EVANGELIO
“En aquel tiempo, dijo Jesús a sus discípulos: Si no sois mejores que los escribas y fariseos, no entraréis en el reino de los cielos. Habéis oído que se dijo a los antiguos: No matarás, y el que mate será procesado. Pero yo os digo: Todo el que esté peleado con su hermano será procesado. Y si uno llama a su hermano imbécil, tendrá que comparecer ante el Sanedrín, y si lo llama renegado, merece la condena del fuego. Por tanto, si cuando vas a poner tu ofrenda sobre el altar, te acuerdas allí mismo de que tu hermano tiene quejas contra ti, deja allí tu ofrenda ante el altar y vete primero a reconciliarte con tu hermano, y entonces vuelve a presentar tu ofrenda. Con el que te pone pleito, procura arreglarte en seguida, mientras vais todavía de camino, no sea que te entregue al juez, y el juez al alguacil, y te metan en la cárcel. Te aseguro que no saldrás de allí hasta que hayas pagado el último cuarto”.
Mateo 5, 20-26
Hoy el
evangelio se entiende con notabilísima evidencia. Es de agradecer, puesto que
los contextos culturales en otras ocasiones suponen un velo que dificultan su
compresión.
Pero la suma
evidencia nos compromete y de qué manera. Da la sensación en el evangelio de
hoy de que la única dificultad para acceder “en gracia” al templo es la constancia
personal de haber hecho daño a alguien. Y esa sensación me parece de un
envidiable sentido común.
Efectivamente,
la ofensa al hermano pone en cuestión la “amistad con Dios”, según afirma
Jesús. Esto significa que a Dios, según la lectura de hoy, no se le puede
ofender directamente. Se “ofende” a Dios, cuando se daña al hermano, incluso
cuando ese daño se produce sólo en tu fuero interno.
“Ofender”,
viene del latin, y significa precisamente “golpear” o “herir”. Es sugerente la
imagen. Desde la experiencia de Jesús, causar daño al otro provoca una herida
en la misma realidad de Dios.
Yo creo que
el evangelio de hoy nos invita a devolver un poco de sensatez sobre qué es pecado
y qué no es, qué constituye una “falta religiosa” y qué no. La respuesta es
clarísima: es pecado la constancia personal de haber dañado al otro (al
hermano): “si cuando
vas a poner tu ofrenda sobre el altar, te acuerdas allí mismo de que tu hermano
tiene quejas contra ti, deja allí tu ofrenda ante el altar y vete primero a
reconciliarte con tu hermano, y entonces vuelve a presentar tu ofrenda”.
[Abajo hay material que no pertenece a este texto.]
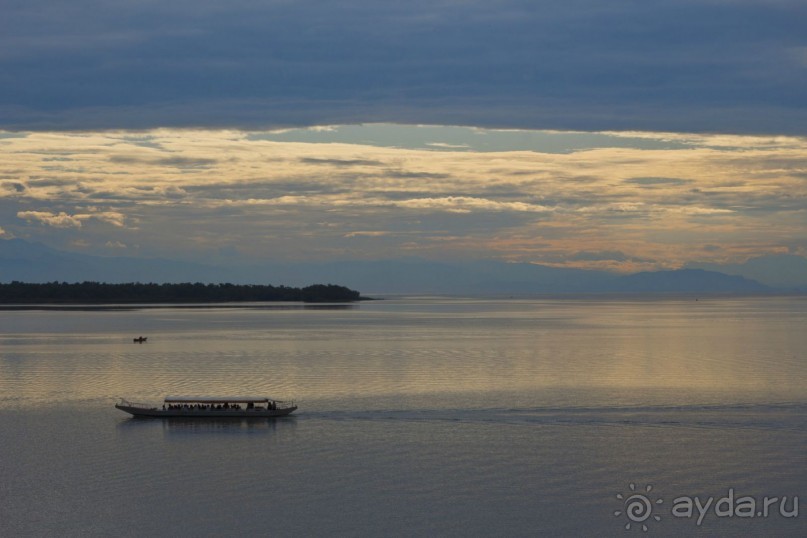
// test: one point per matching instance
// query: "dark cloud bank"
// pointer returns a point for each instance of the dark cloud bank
(731, 66)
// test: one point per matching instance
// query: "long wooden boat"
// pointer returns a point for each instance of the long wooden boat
(210, 407)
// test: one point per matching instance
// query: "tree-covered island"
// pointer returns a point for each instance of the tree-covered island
(132, 293)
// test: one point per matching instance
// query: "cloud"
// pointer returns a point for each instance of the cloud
(581, 65)
(61, 220)
(567, 198)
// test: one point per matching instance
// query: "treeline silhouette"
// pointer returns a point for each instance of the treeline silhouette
(102, 293)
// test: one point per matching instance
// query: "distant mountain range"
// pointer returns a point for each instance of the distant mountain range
(32, 262)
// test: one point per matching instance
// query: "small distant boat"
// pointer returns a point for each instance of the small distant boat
(210, 407)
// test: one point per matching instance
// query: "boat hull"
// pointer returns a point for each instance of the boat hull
(155, 412)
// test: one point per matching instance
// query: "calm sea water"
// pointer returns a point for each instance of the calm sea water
(418, 417)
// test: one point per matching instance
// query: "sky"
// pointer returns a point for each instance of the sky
(620, 135)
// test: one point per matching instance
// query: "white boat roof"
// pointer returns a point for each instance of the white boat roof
(218, 399)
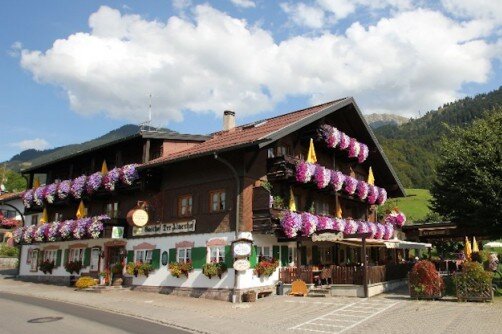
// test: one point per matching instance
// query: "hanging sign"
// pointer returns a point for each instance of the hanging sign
(241, 265)
(333, 237)
(166, 228)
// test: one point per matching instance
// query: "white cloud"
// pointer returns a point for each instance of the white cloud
(37, 144)
(244, 3)
(415, 60)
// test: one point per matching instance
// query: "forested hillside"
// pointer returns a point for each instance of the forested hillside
(412, 147)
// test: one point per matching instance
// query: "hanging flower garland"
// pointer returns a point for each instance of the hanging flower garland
(322, 177)
(94, 182)
(336, 138)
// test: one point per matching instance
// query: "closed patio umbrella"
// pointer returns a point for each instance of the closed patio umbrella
(467, 249)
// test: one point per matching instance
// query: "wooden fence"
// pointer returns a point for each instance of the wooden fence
(345, 275)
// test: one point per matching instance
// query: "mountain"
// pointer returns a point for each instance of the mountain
(27, 157)
(379, 120)
(412, 147)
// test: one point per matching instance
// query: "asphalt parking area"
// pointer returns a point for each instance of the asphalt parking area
(344, 316)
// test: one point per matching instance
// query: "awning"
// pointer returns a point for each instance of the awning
(390, 244)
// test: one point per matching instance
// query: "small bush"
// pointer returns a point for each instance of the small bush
(425, 280)
(85, 282)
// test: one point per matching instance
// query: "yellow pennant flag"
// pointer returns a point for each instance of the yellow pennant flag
(371, 178)
(292, 203)
(475, 247)
(338, 208)
(45, 217)
(81, 211)
(104, 168)
(36, 182)
(311, 157)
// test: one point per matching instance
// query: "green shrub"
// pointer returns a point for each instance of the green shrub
(425, 280)
(85, 282)
(8, 251)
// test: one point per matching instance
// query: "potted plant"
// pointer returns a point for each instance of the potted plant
(73, 267)
(214, 269)
(180, 268)
(425, 281)
(47, 266)
(473, 283)
(266, 267)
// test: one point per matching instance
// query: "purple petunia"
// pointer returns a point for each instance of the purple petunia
(291, 223)
(337, 180)
(28, 198)
(50, 192)
(64, 189)
(309, 223)
(129, 174)
(111, 178)
(94, 182)
(77, 186)
(322, 177)
(350, 185)
(362, 190)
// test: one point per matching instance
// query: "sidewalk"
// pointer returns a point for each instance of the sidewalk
(389, 313)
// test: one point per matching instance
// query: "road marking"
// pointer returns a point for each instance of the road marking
(310, 321)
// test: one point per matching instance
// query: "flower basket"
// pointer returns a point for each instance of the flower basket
(425, 281)
(473, 283)
(214, 269)
(180, 268)
(265, 268)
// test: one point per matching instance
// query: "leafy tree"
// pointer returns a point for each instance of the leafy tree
(13, 181)
(468, 188)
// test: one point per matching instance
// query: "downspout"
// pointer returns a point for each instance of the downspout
(237, 215)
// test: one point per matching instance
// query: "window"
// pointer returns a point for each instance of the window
(50, 255)
(112, 209)
(34, 219)
(217, 198)
(184, 255)
(144, 256)
(217, 254)
(265, 252)
(184, 205)
(76, 254)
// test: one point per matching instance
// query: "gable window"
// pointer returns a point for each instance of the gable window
(143, 255)
(184, 205)
(217, 199)
(76, 254)
(183, 255)
(217, 254)
(112, 209)
(50, 255)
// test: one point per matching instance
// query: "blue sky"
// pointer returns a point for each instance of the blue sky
(259, 58)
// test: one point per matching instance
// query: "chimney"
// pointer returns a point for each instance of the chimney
(228, 120)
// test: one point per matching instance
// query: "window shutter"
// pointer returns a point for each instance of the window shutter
(66, 255)
(87, 257)
(156, 258)
(199, 257)
(58, 258)
(315, 255)
(229, 257)
(275, 252)
(172, 255)
(253, 258)
(130, 256)
(303, 255)
(284, 256)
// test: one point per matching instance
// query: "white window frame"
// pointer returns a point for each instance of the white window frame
(184, 254)
(216, 254)
(143, 255)
(76, 254)
(50, 255)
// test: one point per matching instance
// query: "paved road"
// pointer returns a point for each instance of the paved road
(23, 314)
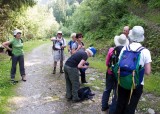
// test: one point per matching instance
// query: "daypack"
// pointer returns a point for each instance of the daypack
(128, 71)
(114, 57)
(9, 52)
(85, 93)
(54, 43)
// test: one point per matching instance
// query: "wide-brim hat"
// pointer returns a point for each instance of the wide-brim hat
(136, 34)
(16, 31)
(92, 51)
(121, 40)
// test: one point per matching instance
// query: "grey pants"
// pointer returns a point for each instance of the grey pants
(15, 60)
(72, 82)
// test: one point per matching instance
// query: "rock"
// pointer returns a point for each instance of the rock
(151, 111)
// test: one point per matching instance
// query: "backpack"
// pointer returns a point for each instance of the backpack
(54, 42)
(114, 57)
(128, 72)
(85, 93)
(9, 51)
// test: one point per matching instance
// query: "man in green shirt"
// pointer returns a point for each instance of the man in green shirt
(18, 54)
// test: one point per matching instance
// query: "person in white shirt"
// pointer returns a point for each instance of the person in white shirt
(136, 36)
(59, 43)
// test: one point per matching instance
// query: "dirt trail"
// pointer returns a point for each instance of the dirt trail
(44, 93)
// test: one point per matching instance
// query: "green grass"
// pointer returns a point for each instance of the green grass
(152, 84)
(7, 88)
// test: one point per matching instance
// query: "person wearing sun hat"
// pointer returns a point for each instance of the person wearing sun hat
(18, 54)
(119, 41)
(71, 71)
(136, 35)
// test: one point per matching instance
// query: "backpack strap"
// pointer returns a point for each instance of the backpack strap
(140, 49)
(128, 48)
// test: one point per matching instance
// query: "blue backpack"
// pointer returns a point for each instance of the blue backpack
(128, 72)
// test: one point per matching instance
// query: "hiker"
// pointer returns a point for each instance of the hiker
(71, 42)
(127, 104)
(126, 31)
(111, 83)
(71, 67)
(79, 46)
(59, 43)
(17, 54)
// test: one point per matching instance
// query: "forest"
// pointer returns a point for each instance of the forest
(98, 20)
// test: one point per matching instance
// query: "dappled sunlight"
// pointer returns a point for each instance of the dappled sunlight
(18, 100)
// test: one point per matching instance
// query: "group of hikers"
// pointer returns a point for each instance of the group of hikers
(127, 62)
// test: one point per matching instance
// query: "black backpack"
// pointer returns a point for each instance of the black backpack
(114, 57)
(85, 93)
(9, 51)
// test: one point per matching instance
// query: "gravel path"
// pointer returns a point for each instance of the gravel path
(44, 93)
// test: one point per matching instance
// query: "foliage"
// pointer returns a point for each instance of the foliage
(152, 84)
(154, 3)
(7, 8)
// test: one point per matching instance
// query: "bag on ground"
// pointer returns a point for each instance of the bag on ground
(85, 93)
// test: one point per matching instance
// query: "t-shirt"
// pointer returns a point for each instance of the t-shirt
(75, 46)
(145, 56)
(75, 59)
(70, 43)
(17, 46)
(110, 51)
(59, 43)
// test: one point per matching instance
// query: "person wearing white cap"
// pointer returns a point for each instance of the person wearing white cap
(71, 42)
(120, 42)
(136, 36)
(59, 43)
(17, 54)
(71, 71)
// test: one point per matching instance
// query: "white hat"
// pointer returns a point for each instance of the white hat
(136, 34)
(92, 51)
(121, 40)
(16, 31)
(59, 32)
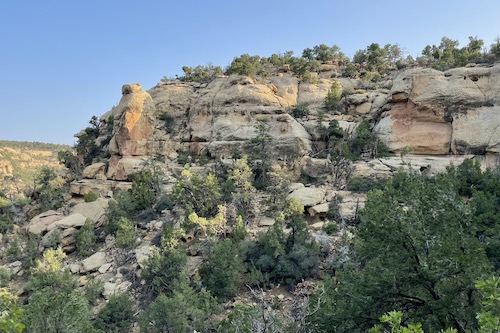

Por la misma razón, la solución a esa “espiral de
daño” está en cada uno de nosotros, y el
perdón, en principio, no necesita de “intermediarios”: ” Con el que te pone
pleito, procura arreglarte en seguida, mientras vais todavía de camino…”.
En este año jubilar de la misericordia bien haríamos
en dignificar el “sacramento de la penitencia y de la reconciliación”. Tal
dignificación, obviamente, no consiste en re-inaugurar nuevos confesonarios,
sino en madurar como personas no causando daño a los demás, y en tal caso,
aprender a acudir al hermano para “arreglarnos enseguida” (Mateo 5, 26).